Current peanut allergy tests are not very reliable when it comes to diagnosing the severity of an individual's allergic reaction, which can range from hives to life-threatening anaphylactic shock.
With an estimated three million people in the United States allergic to peanuts and tree nuts, having a more precise and reliable allergy test could prevent hospitalizations and allow for better monitoring of individuals suffering from peanut allergies.
Three chemists at the University of Connecticut (UConn) are developing a more advanced peanut allergy test that, based on initial results, is many times more sensitive than current procedures. The new test is capable of determining the potential intensity of a patient's allergic reaction through just a few drops of blood.
Understanding how the new test works requires a basic understanding of how allergic reactions happen. When an allergic person eats peanuts, their immune system releases an antibody protein known as immunoglobulin E or IgE. These antibodies fight off peanut allergen molecules by binding to them and flushing them out of the body. But the release of the antibodies causes tissue cells in the body to produce histamine, which in turn generates a variety of allergy symptoms such as itchy skin, runny nose, coughing, or wheezing. The more antibodies that are released, the more histamine is generated, the stronger the person's allergic response.
"A patient who has a serious allergy and gets exposed to an allergen protein will form antibodies in their body that should stay there for awhile," says UConn Professor James Rusling, who specializes in detecting protein biomarkers and used a similar process to detect proteins linked to cancer. "Our theory is that the level of those antibodies can be used to predict how severe a patient's allergy is at any one point in time."

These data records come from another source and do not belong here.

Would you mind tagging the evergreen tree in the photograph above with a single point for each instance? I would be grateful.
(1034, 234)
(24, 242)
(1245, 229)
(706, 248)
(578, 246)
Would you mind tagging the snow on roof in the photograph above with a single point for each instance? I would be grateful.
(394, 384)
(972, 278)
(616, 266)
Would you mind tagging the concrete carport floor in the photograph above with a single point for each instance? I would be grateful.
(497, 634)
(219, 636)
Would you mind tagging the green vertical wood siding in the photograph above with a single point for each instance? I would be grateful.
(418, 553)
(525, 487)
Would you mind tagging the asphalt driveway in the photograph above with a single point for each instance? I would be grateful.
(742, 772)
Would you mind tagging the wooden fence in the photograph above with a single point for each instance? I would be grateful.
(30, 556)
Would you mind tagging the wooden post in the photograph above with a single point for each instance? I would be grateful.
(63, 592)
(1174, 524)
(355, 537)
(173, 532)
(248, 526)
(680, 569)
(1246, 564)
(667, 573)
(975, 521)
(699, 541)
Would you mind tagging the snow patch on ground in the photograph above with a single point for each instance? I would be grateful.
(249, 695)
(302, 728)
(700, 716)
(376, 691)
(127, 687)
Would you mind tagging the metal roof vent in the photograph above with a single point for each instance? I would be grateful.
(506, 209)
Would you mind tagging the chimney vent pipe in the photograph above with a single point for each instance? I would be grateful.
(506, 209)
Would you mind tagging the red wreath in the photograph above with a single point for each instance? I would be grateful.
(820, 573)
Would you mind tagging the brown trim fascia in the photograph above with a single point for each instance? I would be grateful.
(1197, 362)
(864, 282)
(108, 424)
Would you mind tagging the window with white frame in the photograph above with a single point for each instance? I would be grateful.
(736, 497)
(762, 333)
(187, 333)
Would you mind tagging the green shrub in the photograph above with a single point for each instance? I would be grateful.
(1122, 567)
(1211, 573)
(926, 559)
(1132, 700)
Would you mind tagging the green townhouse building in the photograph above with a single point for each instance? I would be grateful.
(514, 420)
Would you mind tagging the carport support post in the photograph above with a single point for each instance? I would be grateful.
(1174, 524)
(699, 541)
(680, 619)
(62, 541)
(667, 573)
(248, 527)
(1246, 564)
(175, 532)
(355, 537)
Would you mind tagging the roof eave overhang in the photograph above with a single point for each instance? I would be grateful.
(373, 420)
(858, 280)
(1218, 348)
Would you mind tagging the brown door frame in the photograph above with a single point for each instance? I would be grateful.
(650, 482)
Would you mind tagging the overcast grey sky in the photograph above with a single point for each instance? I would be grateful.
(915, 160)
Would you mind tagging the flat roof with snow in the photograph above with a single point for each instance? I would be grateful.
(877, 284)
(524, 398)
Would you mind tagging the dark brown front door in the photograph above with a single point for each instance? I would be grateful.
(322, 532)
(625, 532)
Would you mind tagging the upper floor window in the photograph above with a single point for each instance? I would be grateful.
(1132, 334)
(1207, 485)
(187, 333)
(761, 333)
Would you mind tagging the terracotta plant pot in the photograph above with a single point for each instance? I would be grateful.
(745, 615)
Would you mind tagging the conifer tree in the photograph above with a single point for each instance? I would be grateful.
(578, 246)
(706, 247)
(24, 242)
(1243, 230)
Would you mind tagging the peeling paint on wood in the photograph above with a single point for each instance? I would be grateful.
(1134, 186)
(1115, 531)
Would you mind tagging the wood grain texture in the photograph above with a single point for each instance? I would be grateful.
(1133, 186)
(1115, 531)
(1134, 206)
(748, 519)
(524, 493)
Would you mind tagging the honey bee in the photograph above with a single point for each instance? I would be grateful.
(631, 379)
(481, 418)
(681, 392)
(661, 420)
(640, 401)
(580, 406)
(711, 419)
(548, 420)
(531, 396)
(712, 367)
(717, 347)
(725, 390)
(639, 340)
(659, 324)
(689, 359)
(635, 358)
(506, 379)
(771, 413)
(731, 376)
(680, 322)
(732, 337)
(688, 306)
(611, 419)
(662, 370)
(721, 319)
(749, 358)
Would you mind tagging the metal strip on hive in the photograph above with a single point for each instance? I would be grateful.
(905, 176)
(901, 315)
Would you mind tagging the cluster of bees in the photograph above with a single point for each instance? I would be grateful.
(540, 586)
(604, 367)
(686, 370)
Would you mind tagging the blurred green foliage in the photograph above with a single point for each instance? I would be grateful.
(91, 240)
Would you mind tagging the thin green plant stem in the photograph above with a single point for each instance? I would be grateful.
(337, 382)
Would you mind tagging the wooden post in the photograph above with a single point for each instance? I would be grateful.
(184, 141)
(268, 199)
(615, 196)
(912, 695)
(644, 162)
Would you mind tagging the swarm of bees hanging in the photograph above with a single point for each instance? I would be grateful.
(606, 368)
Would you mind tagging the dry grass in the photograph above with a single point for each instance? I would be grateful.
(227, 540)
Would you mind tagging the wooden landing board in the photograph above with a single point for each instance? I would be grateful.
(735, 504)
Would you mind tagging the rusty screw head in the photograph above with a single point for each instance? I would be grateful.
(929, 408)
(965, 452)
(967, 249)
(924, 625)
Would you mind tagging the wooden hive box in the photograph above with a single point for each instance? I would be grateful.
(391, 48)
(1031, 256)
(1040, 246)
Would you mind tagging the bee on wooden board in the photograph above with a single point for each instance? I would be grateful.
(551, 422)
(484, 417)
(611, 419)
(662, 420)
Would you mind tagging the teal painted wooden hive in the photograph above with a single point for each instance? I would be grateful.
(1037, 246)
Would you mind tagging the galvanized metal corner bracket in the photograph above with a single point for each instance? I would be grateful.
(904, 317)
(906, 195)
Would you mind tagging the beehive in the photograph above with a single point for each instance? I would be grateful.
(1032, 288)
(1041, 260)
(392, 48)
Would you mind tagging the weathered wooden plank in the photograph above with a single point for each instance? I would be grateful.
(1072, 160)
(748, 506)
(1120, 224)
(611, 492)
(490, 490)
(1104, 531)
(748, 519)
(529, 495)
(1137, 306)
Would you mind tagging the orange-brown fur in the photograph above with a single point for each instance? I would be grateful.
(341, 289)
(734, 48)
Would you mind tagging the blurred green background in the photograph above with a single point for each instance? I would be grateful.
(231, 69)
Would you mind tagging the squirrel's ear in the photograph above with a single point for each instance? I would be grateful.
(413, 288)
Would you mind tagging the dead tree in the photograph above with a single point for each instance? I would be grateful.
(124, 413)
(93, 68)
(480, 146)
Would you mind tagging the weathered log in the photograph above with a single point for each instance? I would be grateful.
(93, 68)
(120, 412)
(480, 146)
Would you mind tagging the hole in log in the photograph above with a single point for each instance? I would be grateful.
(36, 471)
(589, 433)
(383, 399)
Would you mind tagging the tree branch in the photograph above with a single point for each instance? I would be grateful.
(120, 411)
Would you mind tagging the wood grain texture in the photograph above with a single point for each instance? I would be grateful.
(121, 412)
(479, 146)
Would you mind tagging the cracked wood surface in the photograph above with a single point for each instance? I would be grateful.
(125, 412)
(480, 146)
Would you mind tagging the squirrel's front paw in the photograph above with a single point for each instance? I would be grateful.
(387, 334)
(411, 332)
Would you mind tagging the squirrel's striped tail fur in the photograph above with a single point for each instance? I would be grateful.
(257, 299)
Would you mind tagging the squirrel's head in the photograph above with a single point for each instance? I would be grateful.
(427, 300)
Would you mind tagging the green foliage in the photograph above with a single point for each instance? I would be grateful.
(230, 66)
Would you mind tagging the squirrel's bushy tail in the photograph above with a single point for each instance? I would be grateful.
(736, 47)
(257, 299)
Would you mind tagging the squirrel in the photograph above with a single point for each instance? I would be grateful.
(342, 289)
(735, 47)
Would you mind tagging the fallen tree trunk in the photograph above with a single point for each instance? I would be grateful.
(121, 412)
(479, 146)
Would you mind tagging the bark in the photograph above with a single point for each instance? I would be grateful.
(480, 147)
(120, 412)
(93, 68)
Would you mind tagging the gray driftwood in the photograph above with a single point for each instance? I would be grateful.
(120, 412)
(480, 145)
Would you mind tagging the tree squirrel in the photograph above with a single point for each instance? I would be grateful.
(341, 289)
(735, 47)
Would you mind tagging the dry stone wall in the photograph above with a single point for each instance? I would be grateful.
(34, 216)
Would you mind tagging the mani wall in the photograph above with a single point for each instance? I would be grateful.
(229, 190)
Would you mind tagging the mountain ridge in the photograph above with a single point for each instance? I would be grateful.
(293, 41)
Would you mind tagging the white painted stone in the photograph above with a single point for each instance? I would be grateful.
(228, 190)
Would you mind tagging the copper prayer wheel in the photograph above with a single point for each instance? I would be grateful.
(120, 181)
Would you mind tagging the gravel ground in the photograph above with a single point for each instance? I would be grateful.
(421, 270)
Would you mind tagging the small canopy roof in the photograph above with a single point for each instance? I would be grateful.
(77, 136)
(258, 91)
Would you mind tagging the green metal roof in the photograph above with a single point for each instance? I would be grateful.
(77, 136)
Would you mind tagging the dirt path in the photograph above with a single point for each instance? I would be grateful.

While existing peanut allergy tests can generally measure IgE antibodies found in a blood sample, the presence of other biomolecules can distort the results and they are not always accurate.
The allergy test designed by Rusling, Mark Peczuh and Challa Vijaya Kumar screens out other biomolecules and measures the presence of antibodies that bind to very specific protein fragments, called peptides, and carbohydrate residues found in peanuts.
"The traditional method of measuring these antibodies uses a mixture of all the peanut proteins, not individual parts," says Peczuh, a specialist in carbohydrate synthesis whose daughter has a peanut allergy. "But some of the stuff in the mixture can lead to readings that a patient is allergic when she or he is not. And the converse can be true, where the results show someone is not allergic when they actually are."
In the study of their new system, the UConn chemists tested three components from the most potent peanut allergen. One sample was a protein peptide, another a carbohydrate residue, and the third was a positive control.
The chemists then injected blood serum from patients known to have peanut allergies into the array. As the blood serum floated over the samples, IgE antibodies were pulled down by the allergens and bound by them. They could then measure the quantity of antibodies to determine how strong a reaction a person would have to peanuts. To further refine the system, the team attached magnetic beads to the allergen samples. The beads captured the IgEs and amplified the final measurements, allowing them to detect concentrations of antibodies as low as 0.5-1 picogram per milliliter.
The test results correlated with the patients' known allergy levels from other tests and the team was encouraged to pursue further development of the approach.
While the trial test was limited to just a few allergic components from peanut glycoproteins, Rusling says it could be expanded to screen for more than 20, allowing for even more selective results.
Although the initial results are promising, the time frame for any clinical use of the test is still years away.
"Eventually, we'd like to use maybe five different peptides and carbohydrate samples to see how these IgEs bind to them," says Rusling. "That way, we could determine a clear fingerprint of a patient's susceptibility to a specific allergen."
There has been some debate over the role carbohydrates play in allergies. Because the UConn test has the capacity to test both protein peptides and carbohydrate residues, the researchers hope it can be used to learn more about how specific protein and carbohydrate epitopes bind to antibodies to gain a better understanding of how allergies are induced.
"Our hope is that this could be used as an analytical tool to investigate the actual biology of the allergic response to peanuts and other food items in general," says Rusling. "People have noted that certain carbohydrates may be involved in allergies and we'd like to determine whether they are involved or not."